Ask a Psychiatrist and Get Answers to Mental Health Questions ASAP
Hi, I'd like to help you with your question.
I am sorry you are going through this. Lack of sleep can affect many of your emotions including mood, ability to concentrate and control over your feelings.
While it is certainly suspect that your insomnia occurred closely with your withdrawal from Depo Provera, I would check with the doctor that prescribed the medication to be sure this is a withdrawal symptom. From what I can gather, going off Depo Provera can cause many different confusing symptoms and it can be different for each person. Some experience erratic periods, depression, discharge, and fatigue just to name a few. The withdrawal of estrogen from your system may also cause insomnia.
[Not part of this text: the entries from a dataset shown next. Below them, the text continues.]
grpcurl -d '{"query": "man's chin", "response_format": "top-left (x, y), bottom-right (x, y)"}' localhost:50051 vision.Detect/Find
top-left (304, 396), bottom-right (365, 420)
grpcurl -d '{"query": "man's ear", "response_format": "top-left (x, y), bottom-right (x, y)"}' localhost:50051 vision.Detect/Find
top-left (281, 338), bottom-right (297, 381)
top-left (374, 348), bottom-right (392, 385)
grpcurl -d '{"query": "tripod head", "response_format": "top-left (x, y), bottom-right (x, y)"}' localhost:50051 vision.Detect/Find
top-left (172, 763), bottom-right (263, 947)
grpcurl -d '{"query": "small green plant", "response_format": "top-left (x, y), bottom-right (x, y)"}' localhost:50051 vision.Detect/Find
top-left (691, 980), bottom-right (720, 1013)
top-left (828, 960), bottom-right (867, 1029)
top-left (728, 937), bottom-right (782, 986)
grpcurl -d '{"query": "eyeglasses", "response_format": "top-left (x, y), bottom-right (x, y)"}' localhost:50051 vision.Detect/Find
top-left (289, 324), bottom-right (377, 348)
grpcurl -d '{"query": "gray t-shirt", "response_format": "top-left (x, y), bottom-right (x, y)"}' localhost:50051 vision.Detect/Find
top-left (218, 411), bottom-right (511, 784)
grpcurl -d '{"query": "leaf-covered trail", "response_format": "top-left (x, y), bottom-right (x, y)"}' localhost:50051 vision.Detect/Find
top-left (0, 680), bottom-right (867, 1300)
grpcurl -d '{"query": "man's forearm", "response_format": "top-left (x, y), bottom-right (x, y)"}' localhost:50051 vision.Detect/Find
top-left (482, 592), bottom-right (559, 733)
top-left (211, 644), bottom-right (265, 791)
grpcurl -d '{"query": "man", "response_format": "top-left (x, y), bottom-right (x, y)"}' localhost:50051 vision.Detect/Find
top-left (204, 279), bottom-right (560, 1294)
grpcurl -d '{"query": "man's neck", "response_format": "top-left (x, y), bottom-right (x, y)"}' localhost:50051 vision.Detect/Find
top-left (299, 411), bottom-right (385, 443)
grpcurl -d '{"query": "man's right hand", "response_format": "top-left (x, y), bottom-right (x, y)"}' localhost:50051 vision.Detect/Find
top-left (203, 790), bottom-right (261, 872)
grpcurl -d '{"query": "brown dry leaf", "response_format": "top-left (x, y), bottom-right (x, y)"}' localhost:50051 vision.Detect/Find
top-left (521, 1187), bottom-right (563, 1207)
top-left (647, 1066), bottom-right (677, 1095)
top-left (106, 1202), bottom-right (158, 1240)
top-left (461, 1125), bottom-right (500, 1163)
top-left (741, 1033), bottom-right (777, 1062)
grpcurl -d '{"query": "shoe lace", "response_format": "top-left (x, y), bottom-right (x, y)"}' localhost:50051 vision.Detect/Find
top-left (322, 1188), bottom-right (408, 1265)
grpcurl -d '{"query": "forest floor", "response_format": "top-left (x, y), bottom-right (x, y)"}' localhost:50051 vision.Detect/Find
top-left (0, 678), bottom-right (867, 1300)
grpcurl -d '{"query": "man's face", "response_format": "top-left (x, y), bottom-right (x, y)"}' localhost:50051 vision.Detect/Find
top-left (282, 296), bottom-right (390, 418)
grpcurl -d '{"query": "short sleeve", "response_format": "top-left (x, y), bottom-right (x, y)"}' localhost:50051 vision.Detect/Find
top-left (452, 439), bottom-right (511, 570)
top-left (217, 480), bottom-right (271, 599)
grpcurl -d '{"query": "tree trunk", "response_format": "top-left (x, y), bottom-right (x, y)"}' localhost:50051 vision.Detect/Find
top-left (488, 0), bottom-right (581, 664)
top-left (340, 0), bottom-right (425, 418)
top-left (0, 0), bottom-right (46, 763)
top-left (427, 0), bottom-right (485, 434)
It is wise to rule out any physical causes before you pursue a possible mental health cause for your insomnia. If your regular physician cannot give you an answer, ask for a referral to an endocrinologist for a workup of your hormonal balances. This will tell you if you have an imbalance anywhere.
Until you are cleared physically, you may want to try some techniques to help you sleep. You may have tried some of these already. Warm milk an hour before bed, do not exercise 3 to 4 hours prior to bed time, turn down the lights around your home, and no T.V. in your bedroom. Also, relaxing music such as sounds from nature can also help.
This relaxation technique also works well for many people: Lie in bed on your back. Starting with your toes, tighten your muscles, count for 5 seconds, then relax. Move up your legs, stomach, arms, etc until you reach your head. Tighten and relax each muscle group. Once you are done, you should feel pretty relaxed and sleep will come easier.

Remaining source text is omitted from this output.